With the dawn of aviation around the corner, one Brazilian aviator saw the need for a particular kind of tool - a pilot’s watch. This aviator, Alberto Santos-Dumont, went to his friend Louis Cartier in 1904 and asked him to design a watch for use during flight. This watch became what we know and love today as the Cartier Santos Dumont, the very first tool watch. Evolving through time as a wide-ranging collection, the Santos Dumont has become one of watchmaking’s most iconic designs, famed for creating the humble wristwatch as we know it
Still sold by Cartier to this day in an evolved form, the Santos Dumont is the very pinnacle of timeless design. The reference I have here is the ref. 1575, arguably one of the most desirable Cartier models of recent times. Featuring a polished round-edged bezel sitting atop a satin-brushed case with polished bevelling, the Santos Dumont’s case toys with the reflection of light in a playful manner. While the yellow gold Santos Dumont’s do show up from time to time, it is extremely rare to see one like this in platinum and with a guilloche dial.
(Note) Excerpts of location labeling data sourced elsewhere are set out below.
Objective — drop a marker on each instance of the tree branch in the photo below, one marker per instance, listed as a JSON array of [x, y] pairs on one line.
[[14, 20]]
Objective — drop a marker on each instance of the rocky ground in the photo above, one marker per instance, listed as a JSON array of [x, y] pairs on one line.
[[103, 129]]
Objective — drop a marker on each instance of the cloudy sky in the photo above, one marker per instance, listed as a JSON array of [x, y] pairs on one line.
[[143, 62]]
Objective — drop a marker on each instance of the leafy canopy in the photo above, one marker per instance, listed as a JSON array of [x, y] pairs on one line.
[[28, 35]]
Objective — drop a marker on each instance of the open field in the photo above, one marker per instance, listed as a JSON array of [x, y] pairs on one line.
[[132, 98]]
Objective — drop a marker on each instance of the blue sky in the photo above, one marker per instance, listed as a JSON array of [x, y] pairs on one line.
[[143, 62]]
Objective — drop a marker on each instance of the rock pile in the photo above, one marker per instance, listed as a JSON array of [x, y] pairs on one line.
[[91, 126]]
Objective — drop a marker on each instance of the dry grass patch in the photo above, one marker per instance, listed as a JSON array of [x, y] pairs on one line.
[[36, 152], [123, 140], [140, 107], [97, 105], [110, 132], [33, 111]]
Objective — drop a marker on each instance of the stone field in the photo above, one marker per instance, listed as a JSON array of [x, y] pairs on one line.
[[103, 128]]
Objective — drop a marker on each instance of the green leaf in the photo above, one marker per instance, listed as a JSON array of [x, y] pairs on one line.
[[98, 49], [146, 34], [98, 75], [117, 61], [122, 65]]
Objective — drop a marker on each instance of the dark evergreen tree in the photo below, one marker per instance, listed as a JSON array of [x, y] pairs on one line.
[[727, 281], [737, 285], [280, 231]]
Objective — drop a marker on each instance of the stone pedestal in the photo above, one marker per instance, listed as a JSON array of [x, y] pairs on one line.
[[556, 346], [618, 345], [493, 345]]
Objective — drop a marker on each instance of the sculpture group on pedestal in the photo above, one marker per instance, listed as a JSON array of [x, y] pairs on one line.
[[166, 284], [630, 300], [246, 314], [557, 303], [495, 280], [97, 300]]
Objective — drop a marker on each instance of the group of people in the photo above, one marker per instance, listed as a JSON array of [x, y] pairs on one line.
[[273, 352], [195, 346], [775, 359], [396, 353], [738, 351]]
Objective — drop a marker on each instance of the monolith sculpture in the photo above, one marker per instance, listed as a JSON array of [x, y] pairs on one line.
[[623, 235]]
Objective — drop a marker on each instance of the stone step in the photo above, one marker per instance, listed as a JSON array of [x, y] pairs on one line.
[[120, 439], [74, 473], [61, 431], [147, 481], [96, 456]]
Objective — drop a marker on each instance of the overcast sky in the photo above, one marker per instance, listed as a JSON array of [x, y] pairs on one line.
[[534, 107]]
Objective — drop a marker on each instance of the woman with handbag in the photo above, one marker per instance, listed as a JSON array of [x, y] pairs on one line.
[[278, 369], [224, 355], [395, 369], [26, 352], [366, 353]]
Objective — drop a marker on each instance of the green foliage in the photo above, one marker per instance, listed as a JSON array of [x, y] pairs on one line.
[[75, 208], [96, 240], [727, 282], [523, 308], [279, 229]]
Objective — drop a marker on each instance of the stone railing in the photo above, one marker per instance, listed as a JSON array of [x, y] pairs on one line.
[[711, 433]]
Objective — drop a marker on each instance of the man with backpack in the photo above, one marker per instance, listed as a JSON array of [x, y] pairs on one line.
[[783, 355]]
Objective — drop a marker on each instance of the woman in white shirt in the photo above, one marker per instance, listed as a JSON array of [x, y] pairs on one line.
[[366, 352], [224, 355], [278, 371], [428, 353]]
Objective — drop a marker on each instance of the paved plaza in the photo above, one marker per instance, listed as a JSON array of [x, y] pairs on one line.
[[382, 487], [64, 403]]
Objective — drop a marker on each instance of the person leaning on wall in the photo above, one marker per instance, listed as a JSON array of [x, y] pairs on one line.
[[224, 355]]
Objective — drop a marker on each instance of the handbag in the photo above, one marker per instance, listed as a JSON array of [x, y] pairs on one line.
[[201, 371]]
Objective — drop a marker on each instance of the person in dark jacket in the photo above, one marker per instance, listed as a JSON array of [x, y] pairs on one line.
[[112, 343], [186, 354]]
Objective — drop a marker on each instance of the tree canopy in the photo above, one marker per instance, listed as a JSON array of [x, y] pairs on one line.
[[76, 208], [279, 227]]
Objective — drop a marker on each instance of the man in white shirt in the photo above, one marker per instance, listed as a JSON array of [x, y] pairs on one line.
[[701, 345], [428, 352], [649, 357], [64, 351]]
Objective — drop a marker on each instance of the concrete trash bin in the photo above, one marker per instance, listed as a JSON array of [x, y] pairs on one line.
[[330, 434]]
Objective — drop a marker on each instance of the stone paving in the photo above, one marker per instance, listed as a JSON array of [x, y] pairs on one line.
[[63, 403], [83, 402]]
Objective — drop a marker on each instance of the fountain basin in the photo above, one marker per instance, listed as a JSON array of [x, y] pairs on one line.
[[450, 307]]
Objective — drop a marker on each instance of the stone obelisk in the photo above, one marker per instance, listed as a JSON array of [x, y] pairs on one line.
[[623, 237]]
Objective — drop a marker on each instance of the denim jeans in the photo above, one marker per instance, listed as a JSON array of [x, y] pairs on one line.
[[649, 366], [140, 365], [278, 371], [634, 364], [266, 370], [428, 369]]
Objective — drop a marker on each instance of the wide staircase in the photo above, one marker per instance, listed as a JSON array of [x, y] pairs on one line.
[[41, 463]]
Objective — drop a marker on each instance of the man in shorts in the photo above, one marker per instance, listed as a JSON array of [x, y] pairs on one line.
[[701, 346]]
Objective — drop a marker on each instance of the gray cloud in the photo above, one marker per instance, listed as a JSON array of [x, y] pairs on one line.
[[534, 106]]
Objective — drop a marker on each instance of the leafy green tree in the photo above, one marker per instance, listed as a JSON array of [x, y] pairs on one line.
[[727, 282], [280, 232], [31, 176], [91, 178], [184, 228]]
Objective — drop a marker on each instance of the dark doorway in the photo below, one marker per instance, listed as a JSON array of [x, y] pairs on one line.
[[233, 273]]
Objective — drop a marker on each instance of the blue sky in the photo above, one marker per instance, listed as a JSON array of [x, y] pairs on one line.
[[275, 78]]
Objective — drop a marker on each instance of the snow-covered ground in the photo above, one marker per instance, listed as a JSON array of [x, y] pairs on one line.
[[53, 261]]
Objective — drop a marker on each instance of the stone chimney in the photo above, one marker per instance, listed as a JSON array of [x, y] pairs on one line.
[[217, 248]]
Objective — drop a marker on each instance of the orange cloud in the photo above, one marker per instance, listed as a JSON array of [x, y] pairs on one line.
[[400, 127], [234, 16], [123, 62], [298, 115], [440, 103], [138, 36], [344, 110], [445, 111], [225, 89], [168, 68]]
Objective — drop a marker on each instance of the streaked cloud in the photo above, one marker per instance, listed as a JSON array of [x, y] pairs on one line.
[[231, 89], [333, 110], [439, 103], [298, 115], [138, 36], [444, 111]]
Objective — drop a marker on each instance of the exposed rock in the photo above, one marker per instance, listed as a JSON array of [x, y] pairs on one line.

Moving on from the visuals, the ref. 1575 houses the manually wound 021 MC movement within its platinum case. Based on the Frédéric Piguet 21, the 021 MC was designed to be the thinnest watch movement available at the time, allowing the ref. 1575 to lay flat against its wearer's wrist. Oscillating at either 18,000 vph or 21,600 vph, depending on the particular period the movement was made, the 021 MC boasts an impressive 42-hour power reserve given its tiny 20.4mm x 1.75mm profile
With the recent resurgence of older Cartier pieces, the Santos Dumont sits front and center as one of the must-haves.